7 Steps to successful job searching

Job-Seekers put themselves through the agony of successive highs and lows because they take a frenetic rather than systematic approach to the jobs quest.

Experts at The Focus Group, the Forest Town-based firm of human resource consultants to some of the country`s top employers, recommend a balanced programme of reactive and proactive job searching.

Says Focus Group director Gavin Sher: “Disappointment never degenerates into despair if you follow a structured job search programme. You retain a positive self-image by seeking employment in a professional way. You are not looking for instant gratification. When you are engaged in a process, glitches along the way cease to be a total disaster.”

According to The Focus Group, four essential reactive steps and three vital proactive steps need to be taken.

Reactive methods

1. As a matter of routine, check all traditional sources of job advertising, including daily newspapers, the Sunday Press, Workplace, and community papers. Don`t assume, for instance, that weekend advertising is always focused on experienced personnel.

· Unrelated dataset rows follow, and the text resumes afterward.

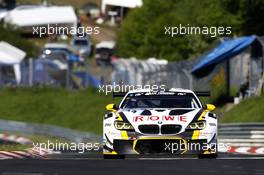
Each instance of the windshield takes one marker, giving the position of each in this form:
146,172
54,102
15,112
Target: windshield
161,100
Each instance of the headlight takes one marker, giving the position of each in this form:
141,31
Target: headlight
123,126
197,125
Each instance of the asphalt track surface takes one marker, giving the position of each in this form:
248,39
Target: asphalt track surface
135,166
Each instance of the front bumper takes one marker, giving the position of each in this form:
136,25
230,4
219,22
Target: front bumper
169,145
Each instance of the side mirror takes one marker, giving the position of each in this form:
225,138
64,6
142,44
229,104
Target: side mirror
111,107
209,107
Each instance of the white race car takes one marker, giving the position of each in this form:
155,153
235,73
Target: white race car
160,122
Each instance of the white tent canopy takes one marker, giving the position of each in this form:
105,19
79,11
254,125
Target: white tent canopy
42,15
10,55
121,3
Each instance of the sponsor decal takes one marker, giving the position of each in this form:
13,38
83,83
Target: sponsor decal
140,118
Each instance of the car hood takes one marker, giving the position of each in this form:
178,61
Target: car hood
138,117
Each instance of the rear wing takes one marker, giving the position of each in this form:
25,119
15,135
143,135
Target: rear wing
198,93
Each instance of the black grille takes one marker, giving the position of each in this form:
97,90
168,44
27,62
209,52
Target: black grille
170,129
149,129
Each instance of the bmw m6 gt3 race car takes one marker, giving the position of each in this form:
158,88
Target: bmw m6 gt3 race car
160,122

2. Check all traditional and online media including specialist job sites, such as PNET, Career Junction, Linkedin and online industry forums. Many companies have corporate websites. Check these for information on potential employers and vacancies. Press groups also carry electronic job ads. Thousands of local and international jobs are advertised on the internet. If you don`t have a computer, go to an Internet café and invest in computer time. (It is also possible to enter your CV into the database of some job vacancy sites.)

3. Don`t forget electronic media. Some companies now use radio to advertise vacancies in specific regions.

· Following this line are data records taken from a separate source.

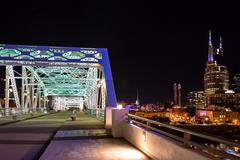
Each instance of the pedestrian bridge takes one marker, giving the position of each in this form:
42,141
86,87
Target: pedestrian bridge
50,81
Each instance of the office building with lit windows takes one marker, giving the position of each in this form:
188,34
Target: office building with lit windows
216,80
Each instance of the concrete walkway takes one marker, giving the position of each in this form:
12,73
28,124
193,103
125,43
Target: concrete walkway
86,139
26,140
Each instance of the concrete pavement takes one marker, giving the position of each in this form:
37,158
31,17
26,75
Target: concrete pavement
86,139
27,139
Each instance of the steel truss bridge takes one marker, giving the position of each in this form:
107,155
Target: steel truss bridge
39,78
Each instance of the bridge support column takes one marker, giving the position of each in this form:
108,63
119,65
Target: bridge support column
118,118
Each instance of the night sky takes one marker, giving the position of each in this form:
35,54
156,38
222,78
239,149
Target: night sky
150,45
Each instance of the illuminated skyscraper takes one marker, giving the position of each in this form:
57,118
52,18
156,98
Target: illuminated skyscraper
216,77
137,100
177,94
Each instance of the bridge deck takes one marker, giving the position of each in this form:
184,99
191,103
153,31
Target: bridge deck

4. Read the industry press of the sectors of particular interest to you. You will acquire background knowledge of industry and corporate developments and find lots of vacancies.

Proactive Methods

1. Take a selective approach to identify talent search companies. Pick three or four which seem well positioned in the industries or specialisations of interest to you. (Going to dozens of recruitment firms makes frustration inevitable). Arrange an appointment. Take along your CV and supporting documentation. But remember, being `on the books` of a recruitment company is no guarantee of a job (so don`t build up unrealistic expectations). Nor does it absolve you of the responsibility to continue your own search.

2. Market yourself by targeting specific companies for which you would like to work. Research them. (One way is to phone head office reception, corporate affairs or PR and ask if you can pop round to pick up a corporate brochure.) Send your brief CV and a covering note explaining how much you would like to work for the company, perhaps including a brief reference indicating some knowledge of the industry and company.

3. Create a personal network. Make a list of family, friends and contacts. Tell them you are in the job market and ask if they know of any openings. Add to your network list as you are given the names of new contacts. At functions, social gatherings etc. make a point of mentioning that you are looking for employment. Keep pen and paper handy so you can note down any possibilities or write down your own name and contact number to give to a helpful contact.